Oil Prices Rise as Concerns Grow over Supply Disruptions

Oil prices climbed on Tuesday reversing earlier declines, as fears of tighter Russian and Iranian supply due to escalating Western sanctions lent support.

Brent futures were up 61 cents, or 0.80%, to $76.91 a barrel at 1119 GMT, while US West Texas Intermediate (WTI) crude climbed 46 cents, or 0.63%, to $74.02.

It seems market participants have started to price in some small supply disruption risks on Iranian crude exports to China, said UBS analyst Giovanni Staunovo.

In China, Shandong Port Group issued a notice on Monday banning US sanctioned oil vessels from its network of ports, according to three traders, potentially restricting blacklisted vessels from major energy terminals on China's east coast.

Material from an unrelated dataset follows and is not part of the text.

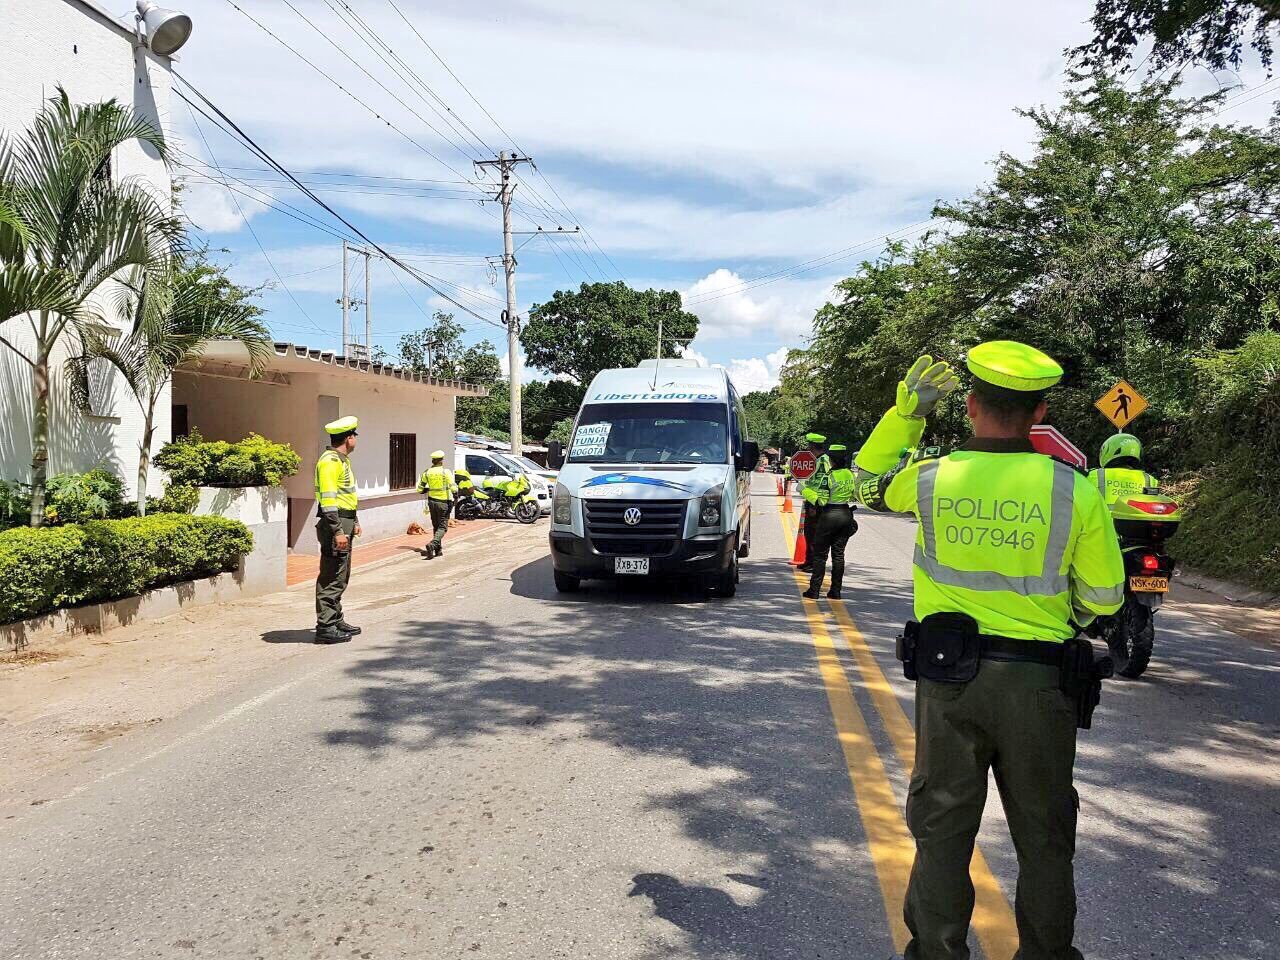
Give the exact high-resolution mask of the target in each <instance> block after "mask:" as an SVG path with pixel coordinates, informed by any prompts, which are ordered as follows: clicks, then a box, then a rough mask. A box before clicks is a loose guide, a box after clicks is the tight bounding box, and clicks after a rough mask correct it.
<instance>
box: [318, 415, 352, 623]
mask: <svg viewBox="0 0 1280 960" xmlns="http://www.w3.org/2000/svg"><path fill="white" fill-rule="evenodd" d="M357 426H360V421H358V420H357V419H356V417H342V419H340V420H334V421H333V422H330V424H325V425H324V429H325V433H326V434H329V449H326V451H325V452H324V453H321V454H320V460H317V461H316V516H317V517H319V520H317V522H316V539H317V540H319V541H320V576H317V577H316V643H317V644H342V643H346V641H347V640H351V637H353V636H355V635H356V634H358V632H360V627H356V626H352V625H351V623H348V622H347V621H346V620H344V618H343V616H342V594H343V591H344V590H346V589H347V581H348V580H351V544H352V540H355V538H357V536H360V520H358V518H357V517H356V507H357V506H358V498H357V497H356V475H355V474H353V472H352V470H351V460H349V457H351V452H352V451H353V449H356V428H357Z"/></svg>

Shandong Port Group oversees major ports on China's east coast, including Qingdao, Rizhao and Yantai, which are major terminals for importing sanctioned oil.

Meanwhile, cold weather in the US and Europe has boosted heating oil demand, providing further support for prices.

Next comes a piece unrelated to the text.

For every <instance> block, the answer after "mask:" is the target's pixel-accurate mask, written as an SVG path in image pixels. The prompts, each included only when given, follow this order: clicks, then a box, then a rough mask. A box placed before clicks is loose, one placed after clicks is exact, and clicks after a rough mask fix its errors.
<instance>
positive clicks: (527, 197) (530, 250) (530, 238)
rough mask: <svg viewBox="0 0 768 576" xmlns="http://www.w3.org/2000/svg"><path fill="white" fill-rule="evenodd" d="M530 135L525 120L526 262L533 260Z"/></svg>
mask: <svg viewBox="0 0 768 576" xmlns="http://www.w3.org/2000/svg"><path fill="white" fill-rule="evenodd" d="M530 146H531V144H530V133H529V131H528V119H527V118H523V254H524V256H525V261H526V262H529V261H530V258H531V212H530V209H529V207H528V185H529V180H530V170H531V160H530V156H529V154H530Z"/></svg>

However, oil price gains were capped by global economic data.

Euro zone inflation

accelerated

in December, an unwelcome but anticipated blip that is unlikely to derail further interest rate cuts from the European Central Bank.

"Higher inflation in Germany raised suggestions that the ECB may not be able to cut rates as fast as hoped across the Eurozone, while US manufactured good orders fell in November," Ashley Kelty, an analyst at Panmure Liberum said.

Technical indicators for oil futures are now in overbought territory, and sellers are keen to step in once again to take advantage of the strength, tempering additional price advances, said Harry Tchilinguirian, head of research at Onyx Capital Group.

Market participants are waiting for more data this week, such as the US December non-farm payrolls report on Friday, for clues on US interest rate policy and the oil demand outlook.